The president has said repeatedly that the economy is doing “great” and has accused the news media and Democrats of trying to sow economic uncertainty. Mr. Trump’s optimistic economic diagnosis makes his demand for negative rates, essentially an emergency policy option that central banks turn to after having exhausted more conventional ways of stoking economic growth, all the more striking.
But Mr. Trump increasingly sees the global economy as a winner-take-all game, one in which countries compete on exchange and interest rates. The president has repeatedly criticized other governments for trying to protect their economies by lowering rates or providing more stimulus, viewing those actions as working against America’s growth.
Negative rates, which have been used in economies including Japan, Switzerland and the eurozone, mean that savers are penalized and borrowers rewarded: Their goal is to reduce borrowing costs for households and companies to encourage spending. But they come at a cost, curbing bank profitability.

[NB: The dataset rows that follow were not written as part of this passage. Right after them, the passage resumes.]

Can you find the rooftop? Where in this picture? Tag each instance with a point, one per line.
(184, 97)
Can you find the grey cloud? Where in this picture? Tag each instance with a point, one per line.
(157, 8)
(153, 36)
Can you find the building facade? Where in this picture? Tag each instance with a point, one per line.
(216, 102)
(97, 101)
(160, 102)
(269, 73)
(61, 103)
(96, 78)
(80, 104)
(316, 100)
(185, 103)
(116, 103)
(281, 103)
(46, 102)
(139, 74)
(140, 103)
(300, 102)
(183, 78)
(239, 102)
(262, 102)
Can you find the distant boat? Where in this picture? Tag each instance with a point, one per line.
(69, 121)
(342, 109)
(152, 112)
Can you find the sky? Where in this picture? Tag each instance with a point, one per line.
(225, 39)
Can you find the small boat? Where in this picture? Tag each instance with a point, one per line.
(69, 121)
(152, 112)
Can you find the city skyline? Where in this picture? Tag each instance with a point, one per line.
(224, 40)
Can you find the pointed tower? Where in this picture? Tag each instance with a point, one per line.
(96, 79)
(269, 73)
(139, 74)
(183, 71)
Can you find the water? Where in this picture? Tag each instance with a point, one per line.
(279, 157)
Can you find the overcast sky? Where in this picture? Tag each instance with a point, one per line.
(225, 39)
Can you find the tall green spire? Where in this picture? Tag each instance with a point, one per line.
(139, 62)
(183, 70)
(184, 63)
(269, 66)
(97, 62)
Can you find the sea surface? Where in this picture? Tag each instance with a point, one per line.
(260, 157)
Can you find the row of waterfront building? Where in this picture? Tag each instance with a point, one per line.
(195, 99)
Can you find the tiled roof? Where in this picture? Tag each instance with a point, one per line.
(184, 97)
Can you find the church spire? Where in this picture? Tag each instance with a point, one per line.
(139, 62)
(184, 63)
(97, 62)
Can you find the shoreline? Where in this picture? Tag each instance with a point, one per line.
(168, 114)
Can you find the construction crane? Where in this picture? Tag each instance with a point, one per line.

While it’s unclear how effective they have been as a policy tool — some research suggests negative rates could curtail lending — they are increasingly a reality in much of the world as central banks rush to support economic growth and investors look for safe assets.
The timing of Mr. Trump’s tweet is significant. The European Central Bank is expected to cut a key interest rate to a record-low negative 0.5 percent and roll out additional stimulus measures at its meeting on Thursday, in a bid to shore up very-low inflation and waning growth in important economies like Germany. Central banks around the world have been lowering their policy rates, partly because Mr. Trump’s trade war is combining with Brexit jitters and a global manufacturing slowdown to threaten growth in many nations.
The American president has commented on foreign central bank rate moves before, tweeting in June that “they have been getting away with this for years,” when Mario Draghi, who heads the European Central Bank, indicated that officials might provide additional stimulus to shore up the eurozone economy.
The Fed itself has already cut rates and is poised to lower borrowing costs further as risks to economic growth loom. Mr. Powell and his colleagues lowered interest rates for the first time in more than a decade in July to a range of 2 percent to 2.25 percent, and they are widely expected to cut by another quarter of a percentage point at their meeting next Tuesday and Wednesday in Washington.
“The Fed has, through the course of the year, seen fit to lower the expected path of interest rates,” Mr. Powell said in a speech last week, adding “that’s one of the reasons why the outlook is still a favorable one, despite these crosswinds we’ve been facing.”
Since Bill Clinton’s presidency, the White House generally avoided commenting on Fed policy. Mr. Trump broke with that tradition starting last July, and economists say that his now-frequent attacks on the central bank and Mr. Powell personally carry a risk for the institution.
The Fed is tasked with setting monetary policy with an eye toward the longer term — figuring out how to keep employment and inflation steady over time. But Mr. Trump’s regularly-voiced opinions create a risk that anything the Fed does could be seen as either capitulation or resistance.
“Anything they say or do will be seen against the backdrop of Trump’s attacks,” said Eswar Prasad, an economist at Cornell University and former International Monetary Fund official. That’s especially tough at a time when the Fed is already puzzling over what to do with rates, given strong economic data but mounting risks to the outlook.
“If the data were unanimous and if there were consensus on the Federal Open Market Committee, which lately there is not, it would be different,” Mr. Prasad said. “The risk is that a rate cut could get interpreted as the Fed just trying to placate Trump.”